I agree that using a calculator is not "wrong." A person must be able to use the calculator correctly in order to properly calculate. That said, I do believe that there are certain things a person should be able to do without a calculator: simple addition, subtraction, multiplication, and division.

I don't really think there's anything wrong with using a calculator as long as you would know what to do without one. Arithmetic is not the really important and difficult part of math anyway. Using a calculator helps you do the "busy work" of math, but it doesn't do the hard part for you. Therefore it's more of a good thing than a bad.

Using calculator while solving sums is an instant relief but not the solution to the problem. The person who uses it gets himself accustommed to ease and comfort.

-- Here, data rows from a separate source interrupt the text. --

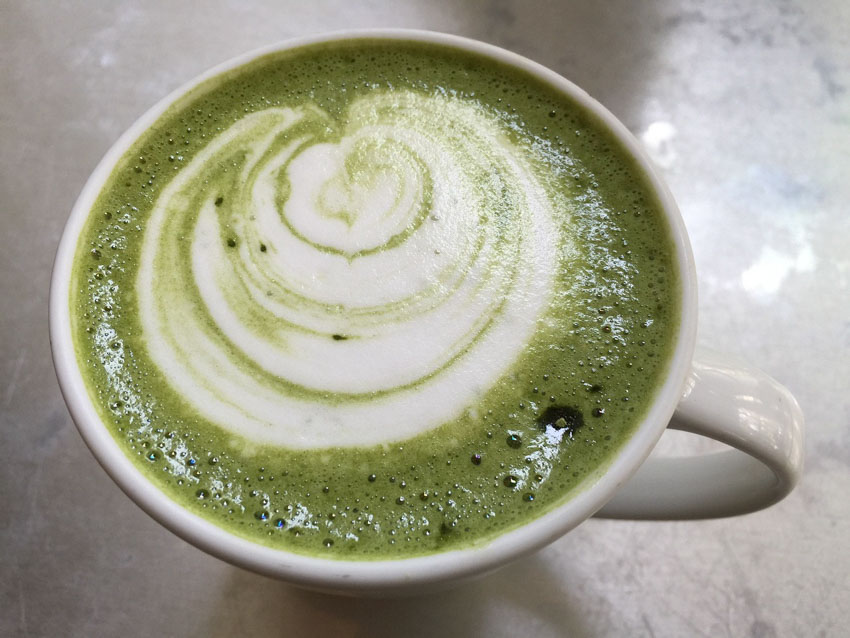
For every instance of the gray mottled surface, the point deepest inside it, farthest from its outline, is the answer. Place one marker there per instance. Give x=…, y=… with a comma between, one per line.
x=746, y=108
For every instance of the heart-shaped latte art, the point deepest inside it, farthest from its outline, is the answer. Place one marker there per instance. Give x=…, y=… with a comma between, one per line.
x=357, y=282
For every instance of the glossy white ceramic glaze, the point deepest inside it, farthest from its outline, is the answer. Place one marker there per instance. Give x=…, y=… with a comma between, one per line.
x=393, y=577
x=741, y=406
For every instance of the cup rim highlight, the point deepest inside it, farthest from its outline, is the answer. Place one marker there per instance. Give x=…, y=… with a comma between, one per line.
x=369, y=575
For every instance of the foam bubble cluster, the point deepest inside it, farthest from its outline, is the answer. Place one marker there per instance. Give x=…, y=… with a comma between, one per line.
x=313, y=282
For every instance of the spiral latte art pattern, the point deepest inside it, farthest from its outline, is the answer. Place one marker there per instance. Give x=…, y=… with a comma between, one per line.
x=311, y=282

using calculator just makes us dependent on calculator. the brain just becomes useless

maths should be done without calculat0r so as to increase the ability

As long as the user knows how to do math without a calculator, the use of on eis perfectly fine.

**As long as you dont use the calculator for your exams its ok.**

**you may use a calculator to save time while doin long sums.**

theres nothing rong when using a calculator

I never cease to wonder how people of the past solved math without using calculator. Yes, the use of calculator is easier. Yet, NOW OUR DAYS, CALCULATOR DISTRACTS STUDENTS FROM USING THEIR BRAIN TO THINK!!!!!!!!!!!!!!!!!

We cannot undermine the benefits of calculators but as said in post 3 & 4, it is good to not to use calculators for simple calculations.

Being from the Indo-Pak sub-continent, I fully agree with post 3:

But doing calculations on our own will help us improve our calculating power & mental maths.Anish Gupta

In our part of the world (India & Pakistan), doing arithmatic calculation without using calculator has been normal and some could precisely do some very lengthy calcultions like that though the trend is on the decline.

But doing calculations on our own will help us improve our calculating power & mental maths.